After Mamaw and Papaw died, their house was sold (we bought the adjacent acreage) and there was no gathering place. "Old House"--the original homestead down the road--belonged to someone else. But as things go out there in the country, everyone knew the lineage of that house, and the fact that it sat on land another man happened to own made no difference. It was still the Ward place. The owner, too, had no reason to stand in the way of our family using the house on his investment acreage, so in the late 60s/early 70s, we all started using it again. My Uncle Joe, a contractor, fixed it up enough to make it weathertight. Cooking and heat were by fire; water was by well; bodily "business" was *cough* taken care of out of sight of people and in the presence of woodland creatures.
Even love couldn't best the passage of time, though, and eventually Old House crumbled and fell. In the meantime, my parents had gone in with Dad's younger brother Bill and his wife, Suzy, to buy 16 acres and a house on the other side of the family acreage. What started as a weekend getaway spot soon became Dad's primary residence. After he retired, he stayed there more and more. Mom goes up on weekends and they entertain there, but for all practical purposes, he lives there and she holds down the fort in the "city" apartment.

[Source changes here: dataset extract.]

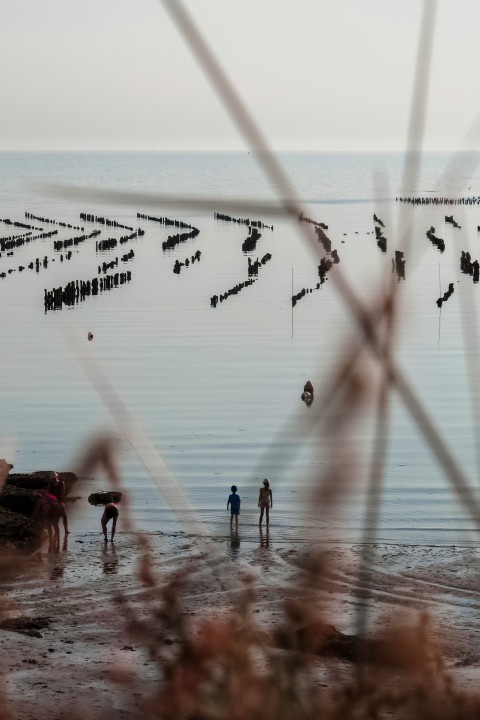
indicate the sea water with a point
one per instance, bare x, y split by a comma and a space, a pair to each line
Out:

Bill and Suzy sold their share in the house and built their own cabin up the road...and another tiny one...and another one...and another one. "Cabin Village" was born. And when I was trying to raise money to buy my house in Minnesota several years ago, I sold Uncle Joe ten acres of my land, upon which he built HIS cabin.
The 3 remaining Ward boys (Bobby and Butch had already passed) now cultivate a practice of hospitality for their sisters, the rest of the family, and the many friends attached to them. Joe and Dad are writers; Bill is a photographer, and together they chronicle the old foodways and musicways and loveways of the family and the region. All tables are big. All cabins are 90% great room for eating and singing, 10% for sleeping. Fireplaces are central. Much of the traffic on Black Hill Road is the 3 brothers driving back and forth to each others' places. The rest of the family diaspora--from coast to coast, from north to south across the country--know that they can show up unannounced and be fallen upon with hugs around the neck, skillets of cornbread, extra logs thrown on the fire in the winter or a trip to the pond to fish in the summer.
The prevailing philosophy is DEGSAN: Don't Ever Get Shooked About Nothing...a phrase coined by Uncle Joe. There have been plenty of things to get "shooked" about over the years, from divorces to changing political and social arrangements to money woes to sickness and death of loved ones, but in the grand scheme of things, every one in the family knows that a visit to Black Hill Road holds the mightiest of quakes tight.
Soon I will build my own cabin there. Dad and I walked around the edge of the pond a couple of days ago and identified the ridge it would sit on. Dad is 80. His brothers are in their 70s. I feel a sense of urgency and responsibility, since the line of hospitality along Black Hill Road needs to stay unbroken.
Dad and Uncle Joe and Uncle Bill would, of course, just say "DEGSAN" to my handwringing, but this is what happens when young girls go away and grow up and only have the benefit of the mind's eye to know what a scissor-tailed flycatcher looks like on a fence wire.
In the meantime, I'm keeping my cornbread skillet seasoned.